The annual performance review has a structural flaw: it rewards memory, not performance. By the time review season arrives, most of the year has evaporated. The project you rescued in March, the process you quietly fixed in May, the praise a senior manager sent in June, all of it competes with whatever happened in the last six weeks. Culture Amp defines this as recency bias, 'the tendency to focus on the most recent time period instead of the total time period', and notes it persists because recent events are simply easier to remember. Its recommended counter is unglamorous: collect data points throughout the year, so the review draws on the whole period rather than the tail end.

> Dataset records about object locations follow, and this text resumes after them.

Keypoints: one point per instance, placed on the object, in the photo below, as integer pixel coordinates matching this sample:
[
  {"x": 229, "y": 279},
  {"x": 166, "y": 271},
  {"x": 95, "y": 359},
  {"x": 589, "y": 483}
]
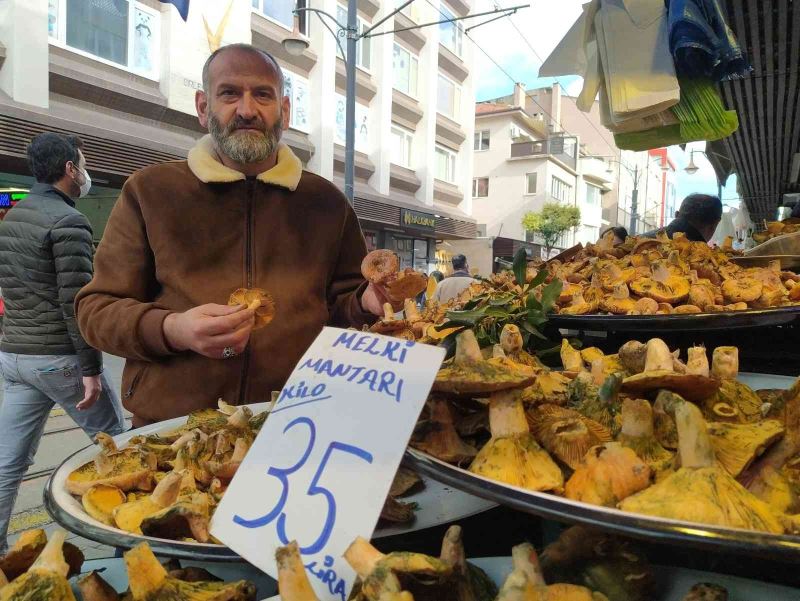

The manual version of that counter has been around for years. Software engineer Julia Evans calls it the brag document: a running record of accomplishments kept because you do not remember everything you did, and your manager does not remember everything you did either. Evans suggests short updates every couple of weeks, or a longer session every 6 to 12 months. It works, but it depends entirely on personal discipline, and when review season arrives it still leaves you to assemble the self-assessment, the talking points and the evidence trail by hand.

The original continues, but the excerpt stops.